Não era exagero meu pensar assim, tanto que o Ministério Público Eleitoral (MPE) acionou a Justiça Eleitoral na última terça-feira, dia 21 de julho, para exigir a remoção imediata do vídeo publicado no Instagram pelo gestor. O órgão ministerial apontou na Representação que o prefeito utilizou metáforas do futebol para constranger e pressionar abertamente os trabalhadores que não alinharem o voto com o seu grupo político.

O uso de expressões como ‘ou joga nesse time ou pede pra sair’ ganhou, devidamente a meu ver, contornos claros de coação eleitoral, configurando abuso do poder político para intimidar tanto os eleitores de Érico Cardoso quanto o funcionalismo público municipal. A Representação do MPE, inclusive, foi acolhida pelo Tribunal Regional Eleitoral da Bahia (TRE-BA), em decisão liminar de hoje, dia 23/07/2026.

Mas um outro olhar que este fato me despertou foi para o aspecto da liderança. Na ficção, quando alguém diz “eu sou o rei”, é porque não é um rei verdadeiro, como Game of Thrones evidencia. Na vida real, quando um gestor precisa recorrer ao “sabe com quem está falando?” ou ao “eu sou o chefe aqui”, ele já perdeu a liderança. O verdadeiro líder é aquele cuja ausência é temida e cuja presença inspira direção. No caso do prefeito de Érico Cardoso, apelar para a coação e para a analogia futebolística para dizer, em período pré-eleitoral, que ‘aquele que não tiver a fim de fazer parte desse time, pede para sair logo agora, para eu não ter a decepção de ter que mandá-los embora’, revela a fragilidade de sua liderança. Ao dizer um ‘ou joga de acordo com o time que a gente escala, ou não faz parte do time’, o gestor demonstra que exerce o direito de mandar, mas não a capacidade de liderar.

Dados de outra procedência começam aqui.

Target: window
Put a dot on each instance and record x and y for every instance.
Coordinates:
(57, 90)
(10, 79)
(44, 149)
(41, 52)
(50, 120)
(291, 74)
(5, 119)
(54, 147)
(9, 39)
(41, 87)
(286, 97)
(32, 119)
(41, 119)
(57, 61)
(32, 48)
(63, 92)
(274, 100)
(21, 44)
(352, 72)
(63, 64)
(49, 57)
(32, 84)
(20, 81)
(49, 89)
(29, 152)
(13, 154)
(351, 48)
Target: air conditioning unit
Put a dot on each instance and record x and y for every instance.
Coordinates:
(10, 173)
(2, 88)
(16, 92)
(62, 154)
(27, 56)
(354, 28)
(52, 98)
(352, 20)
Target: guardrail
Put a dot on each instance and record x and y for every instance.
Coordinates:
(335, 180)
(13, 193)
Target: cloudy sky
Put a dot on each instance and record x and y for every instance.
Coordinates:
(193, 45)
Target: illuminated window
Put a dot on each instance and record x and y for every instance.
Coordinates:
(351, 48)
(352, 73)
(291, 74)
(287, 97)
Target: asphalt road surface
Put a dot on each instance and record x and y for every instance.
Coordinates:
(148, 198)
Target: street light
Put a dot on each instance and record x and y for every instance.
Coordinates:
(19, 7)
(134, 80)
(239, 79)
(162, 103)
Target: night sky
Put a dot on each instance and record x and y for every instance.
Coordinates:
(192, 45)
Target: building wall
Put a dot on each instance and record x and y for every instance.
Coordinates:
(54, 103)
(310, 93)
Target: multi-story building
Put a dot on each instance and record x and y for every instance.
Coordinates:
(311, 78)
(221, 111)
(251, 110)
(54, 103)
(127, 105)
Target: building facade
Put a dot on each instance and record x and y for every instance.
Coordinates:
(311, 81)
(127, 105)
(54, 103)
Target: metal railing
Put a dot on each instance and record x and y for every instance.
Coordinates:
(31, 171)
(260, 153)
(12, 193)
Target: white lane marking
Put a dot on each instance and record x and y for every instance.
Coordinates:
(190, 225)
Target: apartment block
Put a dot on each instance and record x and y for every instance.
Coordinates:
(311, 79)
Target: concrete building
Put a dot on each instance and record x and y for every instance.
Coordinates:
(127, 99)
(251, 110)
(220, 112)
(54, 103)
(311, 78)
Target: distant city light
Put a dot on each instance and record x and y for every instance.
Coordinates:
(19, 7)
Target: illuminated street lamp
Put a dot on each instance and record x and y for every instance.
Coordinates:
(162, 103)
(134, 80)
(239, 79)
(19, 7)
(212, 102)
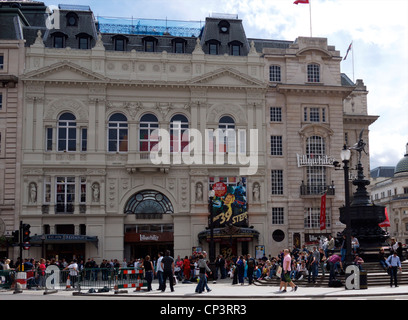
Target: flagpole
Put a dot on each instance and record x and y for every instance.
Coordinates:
(310, 16)
(352, 57)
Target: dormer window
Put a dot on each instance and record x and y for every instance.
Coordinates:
(235, 48)
(224, 26)
(179, 45)
(58, 39)
(84, 40)
(150, 44)
(120, 42)
(72, 19)
(213, 46)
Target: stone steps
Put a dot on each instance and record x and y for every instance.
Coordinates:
(376, 276)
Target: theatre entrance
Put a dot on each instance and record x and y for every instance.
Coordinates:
(142, 240)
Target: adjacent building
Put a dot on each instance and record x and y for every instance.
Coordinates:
(389, 187)
(141, 137)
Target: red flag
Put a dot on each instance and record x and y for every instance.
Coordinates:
(323, 212)
(348, 50)
(386, 222)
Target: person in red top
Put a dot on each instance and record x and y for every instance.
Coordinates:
(286, 268)
(186, 268)
(41, 273)
(334, 262)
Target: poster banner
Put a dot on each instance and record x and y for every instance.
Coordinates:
(228, 205)
(259, 252)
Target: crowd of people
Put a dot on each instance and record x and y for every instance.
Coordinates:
(289, 265)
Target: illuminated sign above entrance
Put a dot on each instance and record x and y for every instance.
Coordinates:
(314, 161)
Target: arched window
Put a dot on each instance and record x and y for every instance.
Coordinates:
(148, 134)
(316, 175)
(179, 136)
(227, 134)
(117, 133)
(150, 203)
(67, 132)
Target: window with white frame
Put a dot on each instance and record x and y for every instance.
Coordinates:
(82, 198)
(316, 175)
(148, 133)
(47, 189)
(276, 146)
(179, 137)
(227, 134)
(276, 114)
(278, 216)
(275, 73)
(48, 138)
(65, 194)
(313, 72)
(314, 114)
(67, 132)
(117, 133)
(84, 139)
(312, 218)
(277, 182)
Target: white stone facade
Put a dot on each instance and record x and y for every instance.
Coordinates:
(93, 85)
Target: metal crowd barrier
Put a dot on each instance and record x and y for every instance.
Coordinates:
(92, 280)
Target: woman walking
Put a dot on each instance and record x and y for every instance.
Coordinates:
(148, 266)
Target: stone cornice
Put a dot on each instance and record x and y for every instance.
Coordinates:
(358, 118)
(311, 88)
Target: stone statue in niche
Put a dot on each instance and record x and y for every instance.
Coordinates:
(32, 193)
(95, 192)
(256, 192)
(199, 191)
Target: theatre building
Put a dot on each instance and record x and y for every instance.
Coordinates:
(140, 139)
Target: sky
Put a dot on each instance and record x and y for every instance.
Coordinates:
(378, 30)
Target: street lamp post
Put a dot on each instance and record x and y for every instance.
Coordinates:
(345, 158)
(211, 195)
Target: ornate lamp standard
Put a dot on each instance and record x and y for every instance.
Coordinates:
(211, 195)
(345, 158)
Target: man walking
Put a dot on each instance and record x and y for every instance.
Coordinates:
(285, 276)
(394, 263)
(159, 270)
(251, 268)
(168, 270)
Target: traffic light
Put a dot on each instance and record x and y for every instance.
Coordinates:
(26, 233)
(16, 236)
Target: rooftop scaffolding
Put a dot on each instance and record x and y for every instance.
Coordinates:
(150, 26)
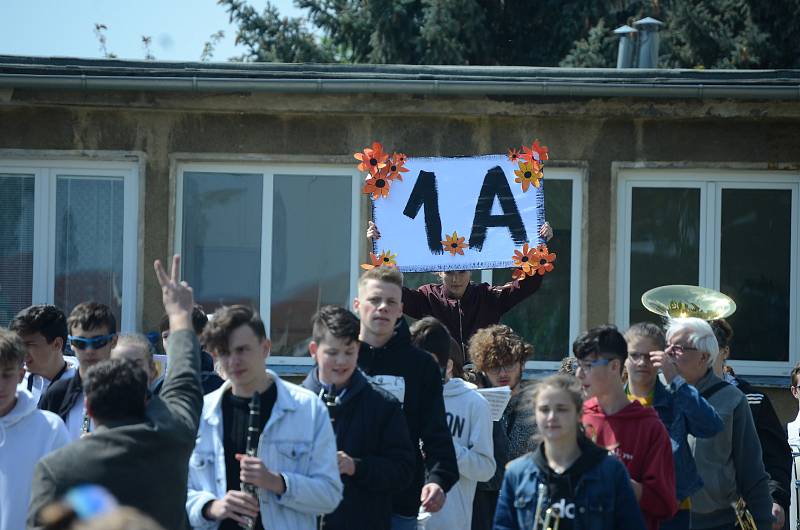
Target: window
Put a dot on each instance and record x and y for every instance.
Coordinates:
(68, 234)
(549, 319)
(283, 239)
(733, 231)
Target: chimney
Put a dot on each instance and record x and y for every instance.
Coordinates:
(648, 42)
(626, 46)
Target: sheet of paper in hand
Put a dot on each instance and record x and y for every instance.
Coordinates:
(459, 213)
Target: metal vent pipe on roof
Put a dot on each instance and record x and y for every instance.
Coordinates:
(626, 46)
(648, 42)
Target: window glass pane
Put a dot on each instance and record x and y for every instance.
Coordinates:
(310, 254)
(16, 244)
(543, 319)
(221, 238)
(665, 243)
(755, 262)
(89, 218)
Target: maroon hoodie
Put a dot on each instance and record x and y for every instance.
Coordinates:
(481, 305)
(636, 435)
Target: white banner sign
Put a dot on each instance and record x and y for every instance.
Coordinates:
(489, 209)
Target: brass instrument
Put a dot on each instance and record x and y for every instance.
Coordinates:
(744, 518)
(678, 301)
(253, 433)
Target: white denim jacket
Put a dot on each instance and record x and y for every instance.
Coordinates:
(297, 442)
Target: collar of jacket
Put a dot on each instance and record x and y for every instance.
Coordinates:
(285, 402)
(357, 383)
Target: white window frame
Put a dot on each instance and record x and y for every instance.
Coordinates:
(45, 173)
(711, 182)
(268, 170)
(577, 176)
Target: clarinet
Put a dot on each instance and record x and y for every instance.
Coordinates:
(253, 434)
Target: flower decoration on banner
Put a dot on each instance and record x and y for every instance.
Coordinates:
(524, 259)
(532, 261)
(454, 244)
(529, 173)
(385, 259)
(394, 167)
(381, 169)
(372, 158)
(377, 185)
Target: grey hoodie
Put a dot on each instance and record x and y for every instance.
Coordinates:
(729, 463)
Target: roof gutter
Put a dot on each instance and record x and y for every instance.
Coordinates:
(687, 90)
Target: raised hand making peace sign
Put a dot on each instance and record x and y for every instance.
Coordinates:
(177, 296)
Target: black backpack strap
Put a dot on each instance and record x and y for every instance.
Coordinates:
(713, 389)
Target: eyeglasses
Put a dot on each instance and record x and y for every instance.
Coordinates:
(587, 366)
(639, 356)
(507, 368)
(679, 349)
(95, 343)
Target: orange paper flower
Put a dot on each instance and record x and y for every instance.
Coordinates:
(372, 159)
(528, 173)
(544, 261)
(394, 167)
(525, 259)
(454, 244)
(377, 185)
(385, 259)
(535, 152)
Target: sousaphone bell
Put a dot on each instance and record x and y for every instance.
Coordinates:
(680, 301)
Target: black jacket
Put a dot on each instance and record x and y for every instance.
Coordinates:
(143, 462)
(775, 451)
(62, 395)
(369, 427)
(423, 406)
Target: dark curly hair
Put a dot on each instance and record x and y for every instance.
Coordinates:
(115, 389)
(92, 315)
(338, 321)
(46, 319)
(497, 345)
(225, 321)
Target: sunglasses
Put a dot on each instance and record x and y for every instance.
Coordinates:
(82, 343)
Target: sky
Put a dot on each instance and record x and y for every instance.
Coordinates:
(65, 28)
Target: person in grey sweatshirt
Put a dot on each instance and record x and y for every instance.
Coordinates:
(729, 463)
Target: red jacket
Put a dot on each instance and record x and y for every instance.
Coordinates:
(636, 435)
(481, 305)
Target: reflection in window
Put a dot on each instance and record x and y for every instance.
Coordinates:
(16, 244)
(89, 234)
(221, 238)
(755, 264)
(310, 254)
(665, 243)
(543, 319)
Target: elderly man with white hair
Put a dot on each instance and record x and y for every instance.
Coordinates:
(729, 463)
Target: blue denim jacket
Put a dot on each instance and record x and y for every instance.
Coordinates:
(684, 411)
(604, 499)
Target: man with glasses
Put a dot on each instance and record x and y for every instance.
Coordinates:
(43, 330)
(92, 335)
(631, 431)
(679, 405)
(730, 463)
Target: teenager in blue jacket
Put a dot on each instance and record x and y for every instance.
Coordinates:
(566, 476)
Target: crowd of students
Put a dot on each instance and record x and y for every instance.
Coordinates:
(645, 429)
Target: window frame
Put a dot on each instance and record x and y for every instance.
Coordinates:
(46, 171)
(710, 182)
(268, 170)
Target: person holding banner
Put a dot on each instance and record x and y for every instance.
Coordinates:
(462, 306)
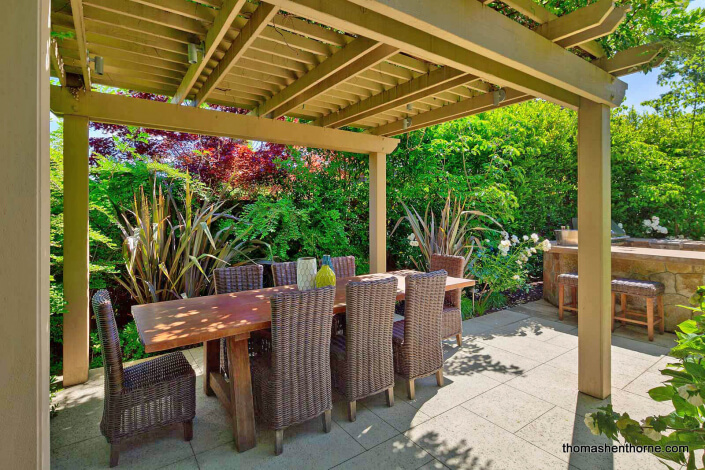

No contexto de uma campanha eleitoral, e considerando que a função de prefeito é de natureza política e confere atribuições para efetuar provimentos em cargos de livre nomeação e exoneração – os chamados demissíveis ad nutum , que dispensam motivação -, é de se esperar que os servidores comissionados acompanhem a escolha partidária do governante. Obrigar que funcionários tomem partido para ‘jogar no mesmo time’ parece até uma redundância, de tão óbvia que é essa dinâmica para quem está inserido nesses contextos.

Liderança de verdade possuem os prefeitos que sequer precisam ameaçar, coagir ou impor suas vontades. É o caso, por exemplo, dos políticos que apenas anunciam quais candidaturas vão acompanhar – não só para governador, mas para deputado estadual e federal, por exemplo – para que seus admiradores e correligionários decidam, naturalmente, sem ter suas liberdades violadas, prestar o devido suporte em forma de engajamento e votos. Isso ocorre porque, diante de um líder autêntico, os liderados já se sentem parte do projeto, vestem a camisa e entram em campo motivados apenas pela satisfação de terem um referencial a seguir. Infelizmente, líderes com esse perfil têm ficado cada vez mais escassos nos últimos anos, inclusive em nosso sertão.